De 22-jarige Vansevenant maakte na een doldwaze start deel uit van de goede ontsnapping. Met de Italiaan Andrea Bagioli was er nog een tweede renner vertegenwoordigd in een kopgroep van ongeveer dertig renners. De beslissing moest uiteindelijk vallen op de flanken van de Puerto del Almachar (10,9km aan 4,9%) en op deze beklimming wist Storer, eerder al ritwinnaar op Balcón de Alicante, zijn medevluchters overboord te kieperen.
In de laatste kilometers kwam een achtervolgende groep, met daarin Vansevenant, nog aardig dichtbij, maar Storer hield genoeg over om zijn tweede etappezege binnen te halen. Vansevenant wist na een lastige etappe nog een sterke sprint uit zijn benen te persen en rekende zo vakkundig af met Clément Champoussin, Dylan van Baarle en nieuwe leider Odd Christian Eiking.
“Dit geeft me motivatie om het opnieuw te proberen”
“Het was erg lastig. We reden twee uur volle bak totdat de kopgroep gevormd was. Het was mooi om daar samen met Andrea te zitten. We wisten allemaal dat de laatste klim beslissend ging zijn. Daar kwamen dan ook de aanvallen. Op de top lagen we vijftig seconden achter op de koploper. We werkten hard om dat verschil te verkleinen, maar ondanks onze inspanningen konden we hem niet meer bijhalen”, doet Vansevenant zijn verhaal.
“In de sprint had ik vertrouwen en werd ik tweede. Dat geeft me veel motivatie om het opnieuw te proberen. Ik ben toch ook wel teleurgesteld omdat ik graag had gewonnen”, aldus Vansevenant. Zijn ploegmaat Bagioli kwam uiteindelijk niet verder dan een achttiende plek in de daguitslag, op 3m02s van dagwinnaar Storer.
Anders is hij voor je het weet meesterknecht/tempobeul voor een andere renner uit zijn ploeg.
Vansevenant is best een beetje "gehypet" in Belgie, maar het is zeker een leuke renner. Vaak mee in de aanval, een stijl die altijd uitstraalt dat hij vol overgave fietst, zit regelmatig mee in de goede vlucht, en weet het op zijn leeftijd ook af en toe af te maken.
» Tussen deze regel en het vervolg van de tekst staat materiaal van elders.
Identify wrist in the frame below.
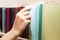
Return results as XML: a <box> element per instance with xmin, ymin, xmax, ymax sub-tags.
<box><xmin>11</xmin><ymin>30</ymin><xmax>20</xmax><ymax>36</ymax></box>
Ik ben benieuwd welke kant hij uiteindelijk op gaat bewegen. Als hij zou willen zou hij misschien wel een redelijk klassement kunnen rijden, maar klassementstopper zie ik hem niet worden. Dan eerder een soort Belgische Mollema. En die zie ik liever aanvallen om proberen ritten te winnen, dan aanklampen voor een 8e plaats in een eindklassement.
Grootste risico voor deze jongen is uiteindelijk in de verkeerde trein te belanden...
Voor mij blijft het grootste vraagteken wat de ploeg met hem wil. Want in principe zit hij bij DQS perfect voor een Mollema achtige loopbaan, tenzij ze hem in de Evenepoel-keurslijf gaan zetten.
Gruwelen van hem in de trein van Evenepoel zien belanden, welke wellicht nog tot een uistekend rondrenner uitgroeien kan, dan weer nogal voorbarig.
Strikt persoonlijk zie ik er geen Mollema in en eerder een goeie teamgenoot voor kopmannen in klassiekers en rondes, misschien nog eens hoog eindigen in een ronde met flink wat uitval. Getuige de handstanden die hier gemakt worden wanneer Oomens en Bouwmannen hetzelfde bereiken al meer dan genoeg om apetrots op te zijn. Net zoals belangrijk deel uitmaken van een equipe die zijn landgenoot naar geel rijdt dat zou zijn.
- hij kan goed mee in de heuvels en middengebergte
- hij durft aan te vallen (en koerst zo het liefst)
- hij zit met regelmaat in "de goede ontsnapping".
- hij lijkt redelijk rap in een klein groepje soortgenoten
- hij weet het ook al af en toe af te maken.
Ik denk dat het geen toeval is dat hij er in dit soort ritten (die Mollema ook vast omcirkeld zou hebben). En dat hij zijn mooiste overwinning tot nu toe pakt door Mollema te kloppen.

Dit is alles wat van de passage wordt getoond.